When I was a child, Dtaa's very modest and typical Thai style house (which I like to refer to as "the shack") still found itself located in a remote area. Now it's sourrounded by massive multiple story houses, populated by farangs (westerners). Before you had to travel into the town center to go to the market early in the morning, now shopping malls and Starbucks are paving their way.
The picture above shows one of the many "play areas" Dtaa had around the house. He was always busy, doing something. On the picture you can see a few (four..) of his dogs and his "comfy" sitting bench to the right (it's good for your back!). There were always a lot of animals being taken care of; turtles, cats, dogs, several big ponds of fish around the house. I remember him having seven cats at one time, and he would even take the colour he used to dye his hair jet black to create a unibrow on one of his small dogs. Weird sense of humor, that ol' fella.
I've taken several pictures I would've loved to show you guys, but unfortunately they all suffered a tragic hard-drive death a couple of years ago. Needless to say I now am the owner of two external hard drives, in addition to my macbook.
Midway through high school I decided that I needed to spend time in Thailand, to get a better grasp of my roots and learn the language better. You can say I got to do some soul searching too.
I started taking more shifts at work, saving money, until I had saved up enough to be able to survive a full year in Bangkok on my own two feet.
I had an amazing year, being all alone in the crazy big city of Bangkok.
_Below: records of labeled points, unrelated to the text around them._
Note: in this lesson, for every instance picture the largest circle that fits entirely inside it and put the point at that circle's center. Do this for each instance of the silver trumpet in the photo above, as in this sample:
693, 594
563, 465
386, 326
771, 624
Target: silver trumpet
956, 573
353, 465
Sure I made friends, but I never really met anyone in a similar life situation. There were mostly Japanese people in their late twenties at my school, already married and looking for work in Thailand, so for an 18-year-old it wasn't always easy to find someone like-minded to confide in. But this was just yet an other challenge.
I learned a lot, not only how to read and write Thai, but of course about life, myself and how incredible fortunate I am to be born in Norway - being able to go to school, having an extra job, providing for myself and being independent.
I think a lot of this we tend to take for granted, living in the western world, not realising (or wanting to realise) that our reality isn't neccesarily the reality of those out there, in the world.
We should at least be grateful and take the possible eye-widening opportunities we get, such as getting an education, travel and contribute to the society.
Bangkok is truly the city of my heart.